Does it mean that God had to put a veil up so that Pharaoh would not remember all that had happened? The answer is no. According to the kabbalists, when the Creator “hardened the heart” of Pharaoh, He simply brought Pharaoh back to the place where he had been before the first plague. He brought Pharaoh to his previous state of consciousness, a state where he was unaware of the suffering of his people and therefore felt no urgency to release the Israelites. Pharaoh became exactly the person he had been before. He didn’t learn anything. He didn't become different. He simply forgot the process he had been through.
Oftentimes, we, too, fall into the same kind of forgetfulness. When we go through some difficulty, we may vow that we will never fail to remember where we have been or what we have received. However, once the situation is resolved, we all too often go back to living and behaving as we did before. We don't keep a notebook, as the Creator does, of all the things that we’ve done or of all the things another has done for us. For example, we may have a friend of many years’ standing whom we love. Suddenly, something happens that comes between us and this other person. And what do we do? We forget all the things that happened in the past. We forget the good times. We forget sticking up for one another. We forget what this person did for us. We forget everything and instead become blinded by the immediate pain or injustice.
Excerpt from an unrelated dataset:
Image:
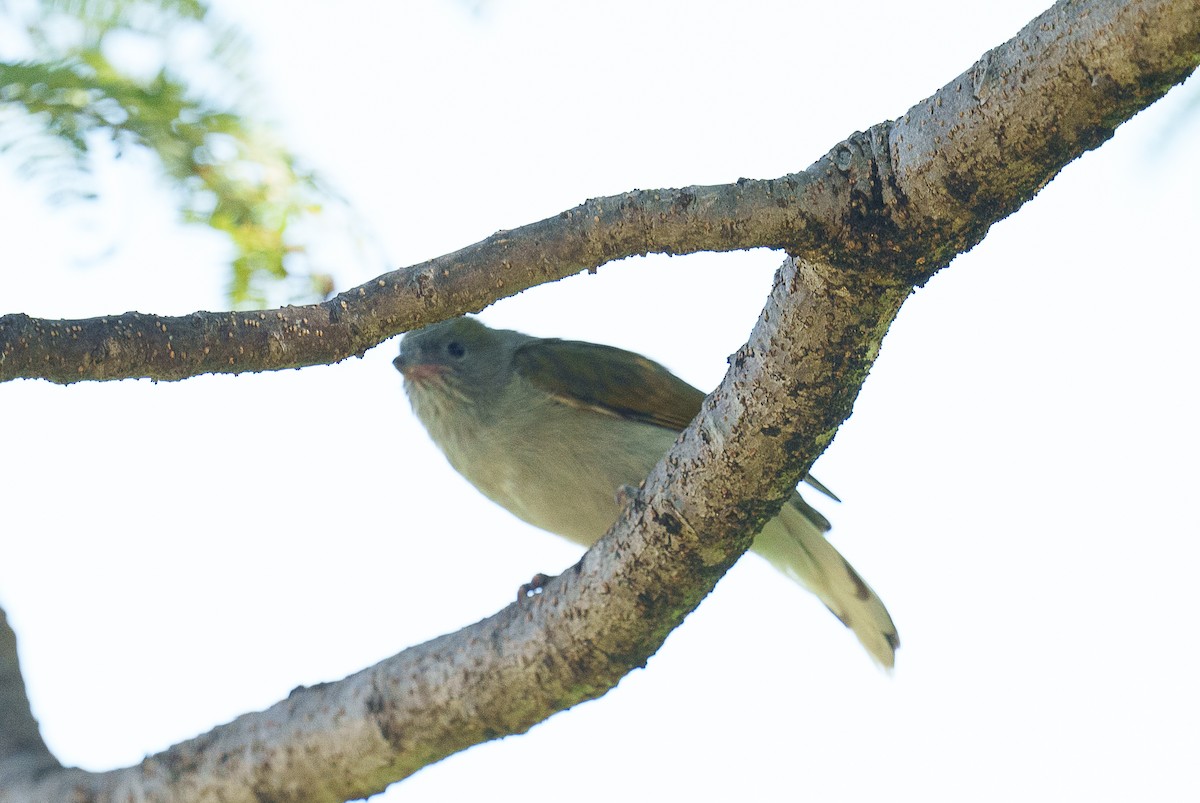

I read a story this week about a woman who didn't forget. Her name is Vicky and she started a charity to house needy families in Illinois in order to remember and appreciate the woman who had housed and hidden her mother away from the Nazis during the Holocaust. In other words, out of gratitude for this good deed from more than 70 years ago, Vicky is giving her time and energy to help families survive the chaos that exists in our time. She is paying forward the kind action that was done for her mother.
You can't imagine how many thousands of people have stood up and said, “It's been three years since I started on the path of spirituality, and my life has changed. I've gotten this and I've gotten that.” But you know what usually happens with these people? A couple of weeks later, they're gone. Why? Because none of us must ever take the consciousness we have received for granted. We need to continually ask the Creator to help us remember the miracles and the transformation we have experienced so that we can stay connected and can look for ways to take action to and share what we have received, to “pay it forward” as Vicky did.
Every time I read this week’s portion, I’ve said to myself, Hmm, this is pretty silly that somebody as high as Pharaoh could forget? Remember, kabbalistically speaking, a king is higher than a prophet. A king supposedly sees more than a prophet. Yet the heart of Pharaoh could be hardened. And if a king could forget, then so can we. We need to beg to remember this story, to remember our own story, to never forget how we got here. And we must particularly remember our true purpose on this path, which is to reveal the true potential of our soul. For if we think we are here just to reach a certain level, or to meet our soul mate, or make a lot of money, then once we reach that goal, we will leave the path.